I'm withholding wonder until I learn more about the three folks stashed in the walls.

Hey, The New York Times, is it a good day for dinosaur news? It's always a good day for dinosaur news!

While the lack of a breastbone still means that the bird was likely to have been a relatively poor flyer, toe pads preserved in the Chicago Archaeopteryx’s feet add evidence to the assumption that the species was adept at life on the ground, Dr. O’Connor said. The species would therefore have lived like a Jurassic chicken or roadrunner: capable of flying in short bursts when necessary, but otherwise preferring to sprint.
The newly reported features are a nice addition to existing understandings of Archaeopteryx, and they offer direct support for current hypotheses about the species’ abilities and its relationship to the origins of flight, said Michael Pittman, a paleontologist at the Chinese University of Hong Kong who was not involved with the study.

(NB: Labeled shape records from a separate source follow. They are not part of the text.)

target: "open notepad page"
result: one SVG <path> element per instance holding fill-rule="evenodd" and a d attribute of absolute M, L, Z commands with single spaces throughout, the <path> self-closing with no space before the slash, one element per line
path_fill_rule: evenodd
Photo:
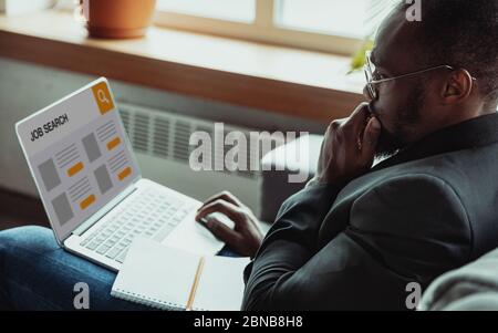
<path fill-rule="evenodd" d="M 242 272 L 248 258 L 206 257 L 163 246 L 151 239 L 134 240 L 111 294 L 164 310 L 239 310 Z M 197 279 L 197 288 L 193 285 Z"/>

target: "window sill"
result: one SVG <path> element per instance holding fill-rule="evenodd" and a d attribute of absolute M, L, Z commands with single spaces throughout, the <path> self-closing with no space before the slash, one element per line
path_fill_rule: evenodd
<path fill-rule="evenodd" d="M 323 123 L 362 101 L 349 58 L 156 27 L 143 39 L 89 39 L 58 11 L 0 15 L 0 56 Z"/>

Fly like a chicken, dude! Make us happy now that you lived -- and flew, like a chicken -- then.

I’ll be back on Monday for whatever fresh hell awaits. Be well and play nice, ya bastids. Stay above the snake-line and wear the damn masks, and take the damn shots, especially the boosters and the New One.

In your spare time, spare a thought for everyone touched by the earthquakes in Myanmar and Thailand, and by the tornadoes throughout the Southeast, and for everyone touched by floods in Kentucky and in West Virginia, and by the crash in Washington, and by the measles outbreak in the Southwest, and in the wildfire zone around Dallas, and in the fire zones in Los Angeles, and for all the folks in Ukraine, who stubbornly fight on, and all the folks in Gaza, and all the people in New Orleans, Las Vegas, Nashville, and Queens, who were visited by the Crazy before the year had hardly begun, and the folks in Dallas and Tallahassee, who were visited by the Crazy this week. And the people in drought-stricken north Alabama. And the folks caught in floods and tornadoes in Nebraska. And the folks caught in "historic floods" in Kentucky. And in Oklahoma. And the folks in L.A., now fighting floods and mudslides exacerbated by the recent wildfires. And the folks in the wildfire zones in Pennsylvania, and in Minnesota. And the folks in Lahaina, who are still rebuilding. And the victims of the nightclub collapse in the Dominican Republic. (Hang in there, Pedro.) And all the folks we regularly cited here in the year gone by, and especially for our fellow citizens in the LGBTQ+ community, who deserve so much better from their country than they’ve been getting.

And for all of us, who will be getting exactly what we deserve.